First on the “expert issue” let us be clear. Expert testimony consists of opinion testimony or factual testimony not about an individual case so much as about an entire industry or marketplace. The opinions rendered are then applied by either direct evidence in the legal case that is pending before a court of law or by hypothetical questions. You are not an expert just because you say you are. You’re not even an expert if you really know more than others.

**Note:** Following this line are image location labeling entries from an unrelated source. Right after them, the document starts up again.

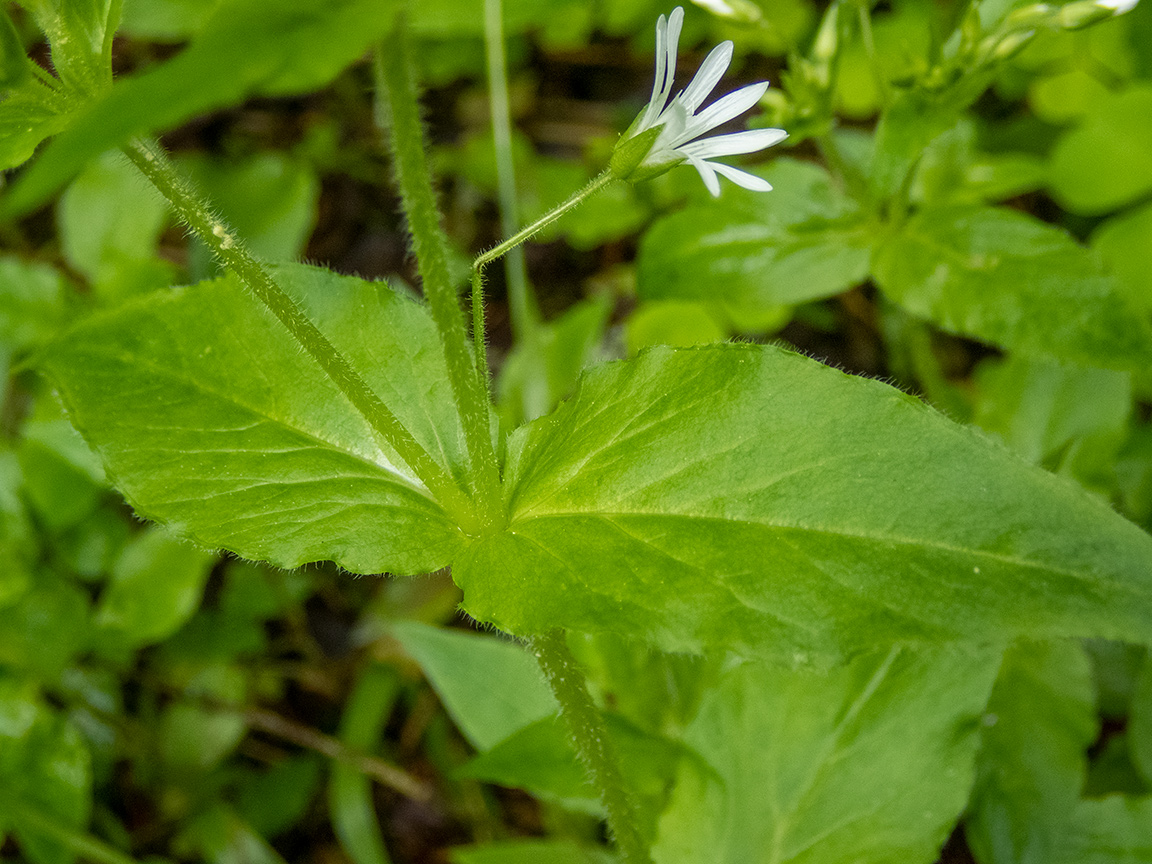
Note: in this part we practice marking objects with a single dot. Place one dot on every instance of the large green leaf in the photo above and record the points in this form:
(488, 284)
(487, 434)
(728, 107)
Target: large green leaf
(801, 766)
(249, 46)
(1040, 722)
(804, 240)
(1012, 280)
(747, 498)
(491, 688)
(210, 417)
(156, 586)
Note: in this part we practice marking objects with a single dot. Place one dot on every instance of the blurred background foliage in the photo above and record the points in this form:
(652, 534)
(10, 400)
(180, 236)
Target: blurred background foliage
(159, 702)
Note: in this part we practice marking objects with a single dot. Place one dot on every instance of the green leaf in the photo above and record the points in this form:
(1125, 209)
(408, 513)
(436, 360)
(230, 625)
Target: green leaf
(1116, 830)
(166, 20)
(1006, 278)
(110, 222)
(17, 540)
(354, 816)
(248, 47)
(745, 498)
(676, 323)
(15, 68)
(1106, 161)
(156, 586)
(1139, 722)
(195, 739)
(277, 800)
(800, 767)
(46, 628)
(802, 241)
(80, 32)
(220, 835)
(1040, 721)
(1124, 243)
(268, 198)
(540, 758)
(489, 687)
(210, 417)
(44, 764)
(1038, 407)
(542, 371)
(31, 308)
(530, 851)
(63, 480)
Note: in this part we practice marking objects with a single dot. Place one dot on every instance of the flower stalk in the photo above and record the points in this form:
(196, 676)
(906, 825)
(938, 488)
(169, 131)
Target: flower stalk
(398, 111)
(524, 234)
(668, 130)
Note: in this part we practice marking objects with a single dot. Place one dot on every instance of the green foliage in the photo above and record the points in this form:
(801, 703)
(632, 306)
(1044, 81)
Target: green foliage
(219, 484)
(709, 500)
(785, 613)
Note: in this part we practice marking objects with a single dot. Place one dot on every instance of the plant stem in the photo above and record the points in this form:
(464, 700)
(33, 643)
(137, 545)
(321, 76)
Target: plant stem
(596, 184)
(525, 313)
(83, 846)
(592, 742)
(222, 240)
(485, 258)
(398, 110)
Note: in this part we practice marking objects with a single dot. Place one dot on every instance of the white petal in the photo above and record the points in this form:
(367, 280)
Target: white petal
(659, 83)
(675, 22)
(742, 177)
(724, 110)
(747, 142)
(709, 75)
(675, 121)
(707, 174)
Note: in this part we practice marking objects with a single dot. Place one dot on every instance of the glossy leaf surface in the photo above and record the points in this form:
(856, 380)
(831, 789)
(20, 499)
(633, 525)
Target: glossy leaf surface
(798, 766)
(741, 497)
(1039, 725)
(209, 417)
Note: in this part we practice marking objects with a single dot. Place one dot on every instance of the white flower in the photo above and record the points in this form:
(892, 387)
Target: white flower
(667, 133)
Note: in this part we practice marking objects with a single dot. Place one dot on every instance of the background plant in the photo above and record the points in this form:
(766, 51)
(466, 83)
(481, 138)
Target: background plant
(798, 597)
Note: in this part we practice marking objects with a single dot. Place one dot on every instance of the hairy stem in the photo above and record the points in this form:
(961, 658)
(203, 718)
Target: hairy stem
(398, 111)
(224, 241)
(525, 313)
(592, 743)
(527, 233)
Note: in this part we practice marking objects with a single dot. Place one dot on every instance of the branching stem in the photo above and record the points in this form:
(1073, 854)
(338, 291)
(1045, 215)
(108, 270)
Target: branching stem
(398, 111)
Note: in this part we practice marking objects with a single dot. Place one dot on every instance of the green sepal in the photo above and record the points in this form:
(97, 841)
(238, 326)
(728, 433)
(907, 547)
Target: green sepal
(630, 153)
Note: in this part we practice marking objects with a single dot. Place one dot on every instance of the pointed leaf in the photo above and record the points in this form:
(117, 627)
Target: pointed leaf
(804, 240)
(1040, 721)
(491, 688)
(742, 497)
(1009, 279)
(800, 767)
(210, 417)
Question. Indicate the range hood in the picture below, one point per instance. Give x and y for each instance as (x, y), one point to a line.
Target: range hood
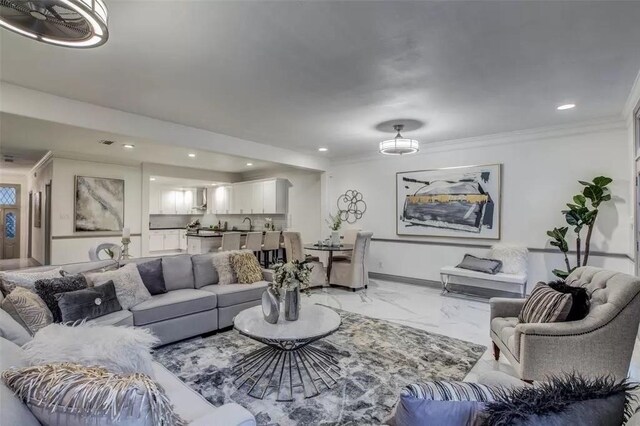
(201, 199)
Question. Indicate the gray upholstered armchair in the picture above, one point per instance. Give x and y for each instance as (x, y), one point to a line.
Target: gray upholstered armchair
(600, 344)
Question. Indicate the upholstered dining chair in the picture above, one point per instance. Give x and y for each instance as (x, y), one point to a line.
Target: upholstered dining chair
(348, 237)
(230, 241)
(354, 273)
(600, 344)
(294, 250)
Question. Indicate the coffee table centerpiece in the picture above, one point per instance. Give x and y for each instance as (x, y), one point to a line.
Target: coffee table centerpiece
(288, 361)
(289, 279)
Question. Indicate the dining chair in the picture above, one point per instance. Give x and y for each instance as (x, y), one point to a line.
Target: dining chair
(354, 274)
(348, 237)
(270, 247)
(294, 251)
(230, 241)
(253, 242)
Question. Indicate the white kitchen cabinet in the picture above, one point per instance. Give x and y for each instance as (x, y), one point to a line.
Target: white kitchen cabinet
(221, 200)
(168, 201)
(154, 199)
(183, 240)
(156, 240)
(242, 198)
(257, 197)
(172, 240)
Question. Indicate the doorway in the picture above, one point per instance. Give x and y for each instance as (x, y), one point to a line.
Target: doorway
(9, 221)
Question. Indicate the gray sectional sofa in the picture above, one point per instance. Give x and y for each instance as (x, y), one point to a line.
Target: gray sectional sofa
(194, 303)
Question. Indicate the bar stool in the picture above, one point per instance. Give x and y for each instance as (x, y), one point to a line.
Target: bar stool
(230, 241)
(253, 242)
(270, 247)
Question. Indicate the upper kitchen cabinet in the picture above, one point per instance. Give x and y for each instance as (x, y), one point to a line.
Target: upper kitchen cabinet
(269, 196)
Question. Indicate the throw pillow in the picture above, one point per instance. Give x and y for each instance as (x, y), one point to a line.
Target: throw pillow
(246, 267)
(580, 299)
(47, 289)
(118, 349)
(88, 303)
(11, 280)
(441, 403)
(152, 276)
(544, 304)
(514, 258)
(566, 400)
(473, 263)
(222, 263)
(28, 309)
(130, 289)
(73, 394)
(11, 330)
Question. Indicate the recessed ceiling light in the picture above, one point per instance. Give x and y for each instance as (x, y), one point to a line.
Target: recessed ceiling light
(566, 106)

You are an expert if your testimony has been used or officially accepted by court order based upon a complete showing of your credentials, your education, your prior experience in the industry, your prior experience in expert testimony, and a good clear explanation of the scope of your testimony and upon what resources you rely in rendering opinions.
To make it doubly clear, although I have testified as to my opinions and the workings of derivatives and securitization at deposition in current court proceedings and my declarations have been accepted in court as expert affidavits, I am not technically a recognized QUALIFIED expert witness in securitization, TILA, etc., because my opinions and testimony have not actually been used in an evidentiary hearing. So even though I have been an expert on other matters in federal and state courts, I am NOT yet officially a qualified expert in the subject of this blog and my own Garfield Continuum seminars that Brad Keiser and I do every few weeks, despite their approval by various state Bar(s) for CLE credits for lawyers. Compare that with the claims that others are making and you will see why I am writing this. You are not getting an expert or even someone who can claim to be an expert if they merely WANT to be an expert. Check carefully with references and examples of court testimony before you accept as true that they are or could be an expert. And even if they can be it doesn’t mean they would be good at it. Ask any real litigator, the success or impact of an expert witness is less about his/her credentials and knowledge and more about the ability to communicate in understandable terms often complex subject matter to the audience(judge/jury).
Forensic reviews. People like to use the word “audit” and occasionally I have slipped those terms in as well. But an audit is something very different than what is being done by any service providers including the ones recommended or being allowed to promote themselves on this blog. It is a review not an audit. You may like the sound of the word “audit” better because it seems more important. But an audit is very different than the work being performed here.
Here is the bottom line on forensic reviews: a TILA “audit” is good and it might get you some money back but it won’t, in most cases, do ANYTHING to help you keep your house. A QWR (Qualified Written Request) should be part of the output of a review, and it can be used against the lender when the matter gets to court, but the QWR itself does NOT stop foreclosures, and it does nothing else on its own since there is at least doubt as to what consequences befall a lender who refuses to answer it properly. The same thing applies to DVL (Debt Validation Letters) or demand letters to appraisers, closing agents, trustees, real estate brokers, mortgage brokers etc. These are all preludes to court action, discovery and motion practice where you pin the lender into admitting they are a pretender lender.
A proper forensic review would include TILA, RESPA, SEC (Securitization), Public Records (Chain of title), Appraisal verification, and plugging in the actual cast of characters in your loan into a chart that has the generic players in the securitization scheme. It costs more than a TILA audit standalone product. But the TILA audit leaves your house and tens of thousands of dollars in damages on the table while you get to collect, on a good day, a few thousand dollars in rebates. The review would also take note of disparities in signatures, dates of filing, and other title related aspects of the loan or foreclosure — things that many times make the difference between sale or cancellation of the sale.
Because of all this I have ordered a review of the marketplace and I have reached out to some old friends in the banking and legal community who know how to organize things so we can all get a forensic review product out that actually helps homeowners and lawyers. The idea is to properly enable and arm every service provider who wants to do this work and use this blog as a marketing channel. Until we make that announcement, be very careful of who you pick to assist you in “TILA or Loan AUDITS” or forensic reviews. Most of them are not the real thing.